Non-small cell lung cancer (NSCLC) dominates the lung cancer landscape, representing over 85% of cases, with activating HER2 mutations detected in 2% to 4% of advanced NSCLC patients. Currently, ENHERTU (trastuzumab deruxtecan) is the approved therapy for previously treated NSCLC with HER2 mutations, underscoring the importance of targeting HER2 alterations in this context.

Significant strides have been made in understanding HER2-driven NSCLC and evaluating therapeutic strategies. Platinum-based chemotherapy with or without immunotherapy remains the standard first-line treatment for advanced or metastatic HER2-mutant NSCLC. With HER2 mutations, particularly exon 20 insertions, accounting for a notable proportion of NSCLC cases, the market for HER2-targeted therapies continues to expand. According to the DelveInsight analysis, the total market size of HER2 NSCLC was ~USD 120 million in the US in 2023.

BAY 2927088, an oral tyrosine kinase inhibitor, has shown promising results in preclinical models by effectively inhibiting mutant HER2 and EGFR. Encouraging objective responses were witnessed in NSCLC patients harboring HER2-activating mutations during the Phase I/II SOHO-01 trial. Notably, the recent FDA designation of Breakthrough Therapy status for BAY 2927088 in previously treated advanced NSCLC with activating HER2 mutations highlights its potential as a game-changing therapeutic option. The results presented at ASCO 2024 were the following:

Efficacy outcomes 

As of February 19, 2024, 34 patients were treated with BAY 2927088, with a median follow-up of 8 months. The median duration of treatment with BAY 2927088 was 7.1 months

• Objective response rate was 70%, and disease control rate was 82% 

• Of the 17 patients remaining on treatment, 3 had stable disease and 14 had a partial response

• Responses were rapid and durable (median duration of response not reached). 

• Median progression-free survival was 8.1 months 

• In a subset of 20 patients with successful paired blood NGS and detectable HER2 ctDNA at baseline, 95% had a decrease in ctDNA and one patient with progressive disease had an increase in ctDNA; 75% had no detectable ctDNA after 6 weeks of treatment 

Safety result: 

• The most common adverse events were diarrhea and rash (Grade 1-2).

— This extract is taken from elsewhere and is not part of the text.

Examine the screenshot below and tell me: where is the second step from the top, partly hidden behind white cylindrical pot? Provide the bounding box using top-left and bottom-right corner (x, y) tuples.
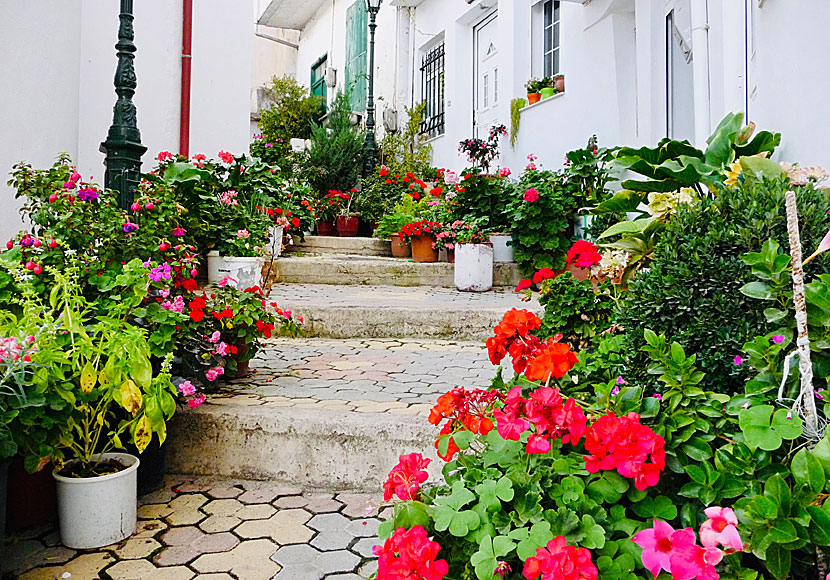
(274, 254), (521, 288)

• Drug-related Grade 3 TEAEs were reported in 12 patients, and there were no drug-related Grade 4 TEAES

• Ten patients had a dose reduction, eight had dose interruptions, and three discontinued study treatment due to a drug-related adverse event

• Grade 5 (death) TEAEs occurred in two patients and were deemed to be drug-related in the patient with dyspnea

KOL insights

“Early clinical evidence suggests that BAY 2927088 has the potential to benefit patients with NSCLC harboring a HER2 mutation that has progressed on a prior systemic therapy and currently has no other approved treatment available.” – Ph.D., Head of Research and Early Development for Oncology.

“BAY 2927088 led to rapid, substantial, and durable responses in patients with pretreated HER2-mutant NSCLC. The safety profile was consistent with previously reported data”– Professor, National Cancer Center.

Conclusion-

Biomarkers in non-small cell lung cancer (NSCLC), ranging from mutations to protein overexpression, offer a diverse landscape for targeted therapies. Currently, ENHERTU (T-DXd) is an approved option for previously treated NSCLC with HER2 mutations. The development of HER2-specific TKIs, exemplified by BAY2927088, is actively progressing.

In a Phase I/II study, BAY2927088 demonstrated promising results in adult patients with advanced NSCLC harboring HER2 or EGFR mutations. Recent data presentation highlighted its safety, anti-tumor activity, and longitudinal circulating tumor DNA (ctDNA) dynamics. Notably, BAY2927088 elicited rapid, substantial, and durable responses in pretreated HER2-mutant NSCLC patients, with a safety profile consistent with prior findings. These compelling findings underscore the rationale for advancing the clinical development of BAY2927088 in HER2-mutant NSCLC patients.